All I can say is that i sold my first amount (they had matured to three year point) recently and made a nice few bob on it when you think I would have paid the higher rate of tax etc. It was certainly worth the 3 year sacrifice
I'm always over cautious when it comes to money and bank on things being less than more. 

Brendan - I never had a tracker and it's unlikely AIB will be gift wrapping one for me now  
I imagine I'll be jumping up 1.5 - 2% when my Fixed rate ends in Jan 2015.

A generous 3 bed semi D in my town in a decent area is about 139k brand new. (I'm not speculating prices here just merely giving figures)

Genuinely appreciate the sounding board here. I don't care to discuss my finances with friends so this has been a huge help.

Thank you so much


----------



## Brendan Burgess (6 Sep 2013)

Fancynancy77 said:


> I said 20k because wouldn't I need to pay tax etc. on them if I liquidise them before I've held them for three years.

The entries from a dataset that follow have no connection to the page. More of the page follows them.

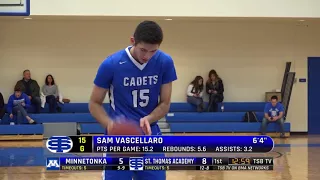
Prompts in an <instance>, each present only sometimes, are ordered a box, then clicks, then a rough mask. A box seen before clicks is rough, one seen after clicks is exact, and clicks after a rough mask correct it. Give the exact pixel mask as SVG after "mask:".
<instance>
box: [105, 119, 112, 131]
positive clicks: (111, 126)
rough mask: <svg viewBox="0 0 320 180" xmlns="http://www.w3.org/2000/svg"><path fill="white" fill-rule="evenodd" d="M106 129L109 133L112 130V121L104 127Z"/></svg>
mask: <svg viewBox="0 0 320 180" xmlns="http://www.w3.org/2000/svg"><path fill="white" fill-rule="evenodd" d="M106 127H107V128H106V129H107V132H110V131H111V130H112V128H113V121H109V122H108V124H107V125H106Z"/></svg>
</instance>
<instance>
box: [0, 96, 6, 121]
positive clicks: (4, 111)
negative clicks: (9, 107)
mask: <svg viewBox="0 0 320 180" xmlns="http://www.w3.org/2000/svg"><path fill="white" fill-rule="evenodd" d="M5 113H6V107H5V104H4V99H3V96H2V93H1V92H0V121H1V119H2V118H3V116H4V115H5Z"/></svg>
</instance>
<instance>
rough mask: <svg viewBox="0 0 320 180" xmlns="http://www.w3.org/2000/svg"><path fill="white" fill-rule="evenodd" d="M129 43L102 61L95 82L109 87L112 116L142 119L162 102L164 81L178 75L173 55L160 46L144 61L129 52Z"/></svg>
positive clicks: (152, 110) (170, 78)
mask: <svg viewBox="0 0 320 180" xmlns="http://www.w3.org/2000/svg"><path fill="white" fill-rule="evenodd" d="M130 48H131V47H130V46H129V47H127V48H126V49H123V50H120V51H118V52H116V53H114V54H112V55H110V56H109V57H107V58H106V59H105V60H104V61H103V62H102V64H101V65H100V67H99V69H98V72H97V75H96V77H95V80H94V84H95V85H96V86H98V87H101V88H105V89H109V99H110V106H111V108H110V110H109V111H108V114H109V116H110V117H111V118H117V117H118V116H124V117H126V118H128V119H131V120H135V121H140V119H141V118H143V117H145V116H147V115H149V114H150V113H151V112H152V111H153V110H154V109H155V108H156V107H157V106H158V103H159V95H160V90H161V85H163V84H167V83H170V82H172V81H175V80H176V79H177V75H176V70H175V67H174V63H173V60H172V58H171V57H170V56H169V55H168V54H166V53H164V52H162V51H161V50H158V51H157V52H156V53H155V54H154V55H153V57H152V58H151V59H150V60H149V61H148V62H147V63H145V64H142V65H141V64H140V63H138V62H137V61H136V60H135V59H134V58H133V57H132V55H131V54H130Z"/></svg>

Keep your share certs well away from the liquidser 

OK, that is what I had assumed you meant.  

You should check out the consequences of selling the shares and sell them at the earliest tax-efficient opportunity.  Jim's overall point of not having investments in your employer is a good one. And, in general, when you are looking at buying a house, you should avoid the volaitity of shares. 

The fact that it will take some time to sell these shares tax-efficiently is another argument for deferring the decision to buy another house.

Brendan


----------